L’exclusion, le rejet et la victimisation des jeunes enfants par leurs pairs peuvent entraîner des conséquences négatives à long terme.1 En particulier, l’expérience d’une victimisation par les pairs ou le fait de ne pas avoir d’amis pendant la petite enfance peut favoriser le développement ultérieur d’anxiété et de dépression.29,30 Malheureusement, non seulement les enfants anxieux et dépressifs sont-ils plus susceptibles d’avoir des relations problématiques avec leurs pairs, mais ils semblent aussi particulièrement vulnérables à l’impact négatif de ces expériences.31,32 Par exemple, Gazelle et Ladd33 ont montré que des enfants de la maternelle présentant des signes précoces d’anxiété et exclus par leurs pairs étaient plus susceptibles de rester anxieux jusqu’en 4e année et de développer des symptômes dépressifs. En revanche, les jeunes enfants anxieux qui n’étaient pas exclus étaient moins susceptibles de rester anxieux et n’ont pas eu tendance à développer des symptômes dépressifs.
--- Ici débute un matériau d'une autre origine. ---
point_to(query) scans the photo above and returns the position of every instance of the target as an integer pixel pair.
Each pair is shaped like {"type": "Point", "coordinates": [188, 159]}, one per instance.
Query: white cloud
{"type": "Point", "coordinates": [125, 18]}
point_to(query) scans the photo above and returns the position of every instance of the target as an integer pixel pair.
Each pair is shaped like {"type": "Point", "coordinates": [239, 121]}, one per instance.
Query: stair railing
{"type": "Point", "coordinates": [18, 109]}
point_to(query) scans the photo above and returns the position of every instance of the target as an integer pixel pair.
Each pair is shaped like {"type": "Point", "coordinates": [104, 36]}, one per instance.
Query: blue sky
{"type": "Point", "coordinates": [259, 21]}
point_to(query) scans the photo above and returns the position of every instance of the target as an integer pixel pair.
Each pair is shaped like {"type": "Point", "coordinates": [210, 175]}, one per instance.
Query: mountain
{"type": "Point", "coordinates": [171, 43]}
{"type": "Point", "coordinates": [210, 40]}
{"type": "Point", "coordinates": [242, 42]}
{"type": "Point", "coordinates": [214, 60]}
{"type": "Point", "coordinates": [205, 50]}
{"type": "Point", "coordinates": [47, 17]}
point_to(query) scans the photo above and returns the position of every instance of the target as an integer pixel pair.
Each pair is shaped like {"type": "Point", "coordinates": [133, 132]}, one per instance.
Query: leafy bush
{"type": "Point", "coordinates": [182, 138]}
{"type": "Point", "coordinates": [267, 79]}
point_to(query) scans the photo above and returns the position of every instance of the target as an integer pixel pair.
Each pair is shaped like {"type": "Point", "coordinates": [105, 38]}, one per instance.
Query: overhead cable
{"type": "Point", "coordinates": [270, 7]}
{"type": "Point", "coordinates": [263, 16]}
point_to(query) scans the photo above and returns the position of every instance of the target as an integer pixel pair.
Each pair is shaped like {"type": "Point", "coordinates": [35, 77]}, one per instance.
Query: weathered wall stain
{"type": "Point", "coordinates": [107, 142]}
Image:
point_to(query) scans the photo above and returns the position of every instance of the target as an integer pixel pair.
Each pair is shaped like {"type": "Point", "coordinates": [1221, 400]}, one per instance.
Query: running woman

Par ailleurs, il existe aussi quelques résultats de recherche suggérant que les enfants retirés socialement, anxieux et dépressifs peuvent bénéficier particulièrement de relations positives avec des pairs.34,35,36 Par exemple, Laursen et coll.37 ont rapporté que le fait d’avoir au moins un ami proche atténuait le lien entre l’isolement social et le développement de problèmes d’internalisation pendant la petite enfance.

Lacunes de la recherche

Malgré l’attention croissante accordée aux signes précoces de problèmes d’internalisation chez les jeunes enfants, peu de recherches examinent spécifiquement le rôle potentiellement important des pairs, en particulier en ce qui concerne les symptômes dépressifs.38 En effet, bien qu’il y ait un certain mouvement en faveur de l’aide aux jeunes enfants anxieux et dépressifs,39 peu d’études ont exploré explicitement le rôle potentiellement important que les pairs pourraient jouer dans les programmes d’intervention précoce.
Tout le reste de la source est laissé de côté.